I began acting when the "American method," as it has come to be called, was extremely popular. Personally, I found it invasive and I came to theatre to add to my life, not relive every moment I'd already experienced. I used to think I was "cheating" by just using my imagination and compassion until I met Stella Adler. She was the only American to have studied with Konstantin Stanislavsky--in intense, daily partnership--and she brought his most advanced teachings to The United States. He was surprised to learn that the emotional-recall and affective memory of his early workshops was still being used even though he had himself abandoned them. He showed Miss Adler that the truth is in the imagination, all life is within one's compassion, and the physical embodiment of the character and her actions are what make the play the most real. And when the play is real, the emotions have no choice but follow and with great passion. "You can't create an emotion," he said, "you have to trick it."
"You just look at the marble and cut away everything that isn't David." --Michelangelo's response to the curious how he carved his masterpiece.
Imagination is the soul of all art, not just acting, and I believe the script is the blueprint for the actor's imagination. If we put the script first, not the scriptwriter, but the script--that abstract compilation of actions and dialogues from which each involved works--then we bring this heightened world to its richest life. If the script is first, then ego, self-consciousness, and personal desire become second to nursing the play to breathing, captivating life. The production with the script at it's center then defines theatrical collaboration.
The imagination is limitless; our lives are limited. Our compassion is limitless; our experiences are limited. Art takes us out of our limitations and allows us to live lives, feel emotions, experience times and places, and enact heroic deeds or vile atrocities or goofy goofs that our personal limitations could not allow.

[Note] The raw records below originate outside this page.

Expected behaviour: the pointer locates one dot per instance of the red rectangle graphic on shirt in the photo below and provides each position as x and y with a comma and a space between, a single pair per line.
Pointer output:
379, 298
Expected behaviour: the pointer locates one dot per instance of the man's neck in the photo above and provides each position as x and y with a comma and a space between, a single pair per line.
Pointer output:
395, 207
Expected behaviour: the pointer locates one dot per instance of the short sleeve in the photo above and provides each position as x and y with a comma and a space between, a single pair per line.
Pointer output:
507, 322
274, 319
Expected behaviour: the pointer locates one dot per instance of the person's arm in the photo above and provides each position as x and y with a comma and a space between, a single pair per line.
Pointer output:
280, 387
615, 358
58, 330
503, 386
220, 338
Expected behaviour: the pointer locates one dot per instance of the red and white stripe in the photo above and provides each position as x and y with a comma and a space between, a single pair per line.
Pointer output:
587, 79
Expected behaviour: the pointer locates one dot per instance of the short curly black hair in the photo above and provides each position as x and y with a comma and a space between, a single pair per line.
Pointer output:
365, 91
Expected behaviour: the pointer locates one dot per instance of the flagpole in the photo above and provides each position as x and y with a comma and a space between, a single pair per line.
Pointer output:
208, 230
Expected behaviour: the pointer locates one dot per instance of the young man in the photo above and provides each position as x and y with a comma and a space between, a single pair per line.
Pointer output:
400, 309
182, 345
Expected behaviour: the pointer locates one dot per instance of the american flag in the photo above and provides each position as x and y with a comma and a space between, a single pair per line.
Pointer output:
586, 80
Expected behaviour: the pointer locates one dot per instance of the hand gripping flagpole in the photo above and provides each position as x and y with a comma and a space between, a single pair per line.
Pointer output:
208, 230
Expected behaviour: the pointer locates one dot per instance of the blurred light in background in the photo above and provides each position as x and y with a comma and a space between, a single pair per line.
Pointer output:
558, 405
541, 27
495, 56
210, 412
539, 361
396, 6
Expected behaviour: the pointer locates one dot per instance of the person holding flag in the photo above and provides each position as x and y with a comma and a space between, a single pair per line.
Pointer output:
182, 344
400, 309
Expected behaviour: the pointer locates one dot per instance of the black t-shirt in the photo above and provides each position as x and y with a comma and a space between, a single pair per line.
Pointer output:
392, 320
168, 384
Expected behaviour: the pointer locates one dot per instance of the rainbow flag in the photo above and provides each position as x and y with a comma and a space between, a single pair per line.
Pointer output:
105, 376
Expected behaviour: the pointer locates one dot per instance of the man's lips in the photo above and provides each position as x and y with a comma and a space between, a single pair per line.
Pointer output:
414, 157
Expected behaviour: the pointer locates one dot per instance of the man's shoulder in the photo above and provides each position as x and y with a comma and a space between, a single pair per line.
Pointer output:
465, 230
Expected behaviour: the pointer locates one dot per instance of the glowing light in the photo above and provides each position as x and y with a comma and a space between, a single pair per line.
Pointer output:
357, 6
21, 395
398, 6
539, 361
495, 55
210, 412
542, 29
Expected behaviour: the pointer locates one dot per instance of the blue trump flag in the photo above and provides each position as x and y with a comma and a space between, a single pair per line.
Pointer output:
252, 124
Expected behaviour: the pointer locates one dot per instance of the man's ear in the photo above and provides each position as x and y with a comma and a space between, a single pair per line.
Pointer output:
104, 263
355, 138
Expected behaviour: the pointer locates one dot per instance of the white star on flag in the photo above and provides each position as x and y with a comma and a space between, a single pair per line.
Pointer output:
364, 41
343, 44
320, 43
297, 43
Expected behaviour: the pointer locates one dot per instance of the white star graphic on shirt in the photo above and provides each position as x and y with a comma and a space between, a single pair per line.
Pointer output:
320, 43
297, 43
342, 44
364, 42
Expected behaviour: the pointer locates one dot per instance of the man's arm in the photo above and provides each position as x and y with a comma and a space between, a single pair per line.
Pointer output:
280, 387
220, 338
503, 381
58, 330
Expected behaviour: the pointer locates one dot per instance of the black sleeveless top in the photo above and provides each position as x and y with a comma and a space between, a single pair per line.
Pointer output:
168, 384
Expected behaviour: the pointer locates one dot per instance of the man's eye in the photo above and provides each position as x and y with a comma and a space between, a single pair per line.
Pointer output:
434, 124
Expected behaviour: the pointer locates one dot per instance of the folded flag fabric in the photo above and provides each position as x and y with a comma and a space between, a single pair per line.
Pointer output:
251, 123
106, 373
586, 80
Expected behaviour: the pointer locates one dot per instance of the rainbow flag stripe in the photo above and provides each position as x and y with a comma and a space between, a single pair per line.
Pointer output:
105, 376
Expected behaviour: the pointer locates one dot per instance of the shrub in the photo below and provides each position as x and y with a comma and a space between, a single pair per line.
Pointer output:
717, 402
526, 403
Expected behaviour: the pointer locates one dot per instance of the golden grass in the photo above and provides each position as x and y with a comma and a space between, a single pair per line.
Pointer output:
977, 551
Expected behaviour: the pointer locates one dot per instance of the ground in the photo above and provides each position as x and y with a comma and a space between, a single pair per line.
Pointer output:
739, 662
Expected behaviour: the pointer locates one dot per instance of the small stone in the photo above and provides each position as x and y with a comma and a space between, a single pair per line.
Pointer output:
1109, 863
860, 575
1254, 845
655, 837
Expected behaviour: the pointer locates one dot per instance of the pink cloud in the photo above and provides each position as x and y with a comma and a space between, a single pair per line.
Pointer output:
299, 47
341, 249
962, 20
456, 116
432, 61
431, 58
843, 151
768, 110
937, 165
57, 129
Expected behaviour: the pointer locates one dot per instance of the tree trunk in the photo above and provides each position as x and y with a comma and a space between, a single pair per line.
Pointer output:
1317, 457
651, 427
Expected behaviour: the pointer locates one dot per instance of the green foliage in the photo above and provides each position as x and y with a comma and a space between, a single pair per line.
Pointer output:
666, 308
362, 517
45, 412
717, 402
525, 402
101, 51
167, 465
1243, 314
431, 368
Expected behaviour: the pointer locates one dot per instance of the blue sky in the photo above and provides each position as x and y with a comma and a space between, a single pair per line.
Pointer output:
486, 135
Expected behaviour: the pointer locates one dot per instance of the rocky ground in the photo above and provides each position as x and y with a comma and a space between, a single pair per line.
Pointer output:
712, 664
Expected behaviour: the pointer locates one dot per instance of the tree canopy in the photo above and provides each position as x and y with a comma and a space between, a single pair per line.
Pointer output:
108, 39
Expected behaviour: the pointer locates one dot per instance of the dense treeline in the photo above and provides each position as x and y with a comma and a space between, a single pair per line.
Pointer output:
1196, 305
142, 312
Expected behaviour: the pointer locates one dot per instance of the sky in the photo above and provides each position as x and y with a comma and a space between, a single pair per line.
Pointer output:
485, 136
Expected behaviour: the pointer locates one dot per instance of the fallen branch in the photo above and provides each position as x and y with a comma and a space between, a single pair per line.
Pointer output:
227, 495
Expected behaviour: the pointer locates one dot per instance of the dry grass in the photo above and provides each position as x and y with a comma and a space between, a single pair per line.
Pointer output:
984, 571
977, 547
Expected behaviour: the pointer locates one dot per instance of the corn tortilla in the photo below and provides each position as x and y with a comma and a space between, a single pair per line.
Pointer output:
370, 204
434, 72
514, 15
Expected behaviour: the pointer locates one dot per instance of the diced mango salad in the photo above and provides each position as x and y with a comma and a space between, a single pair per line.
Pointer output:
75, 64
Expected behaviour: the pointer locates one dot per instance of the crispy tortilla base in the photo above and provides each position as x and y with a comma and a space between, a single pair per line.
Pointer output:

The technique of acting is all the skills discovered that make these vastly different worlds not only real to us, but exciting to an audience. It's a craft, as all arts have, and it is a teachable process and not a mystical energy that only a "guru master" can coax out of you. Technique is specific tools that inspire the imagination and talent or the artist. The mysterious, unexplainable part is talent, the gift we receive at birth. Technique is the learnable process through which our talent expresses its most effective powers.
The art of acting is the tradition of using our very selves to express how we see the world, a tradition that dates back to campfires and caves. The technique and processes for modern acting began with Stanislavsky and are still being developed as new playwriting poses new challenges. One is within you forever, the other is a lifetime study and exploration.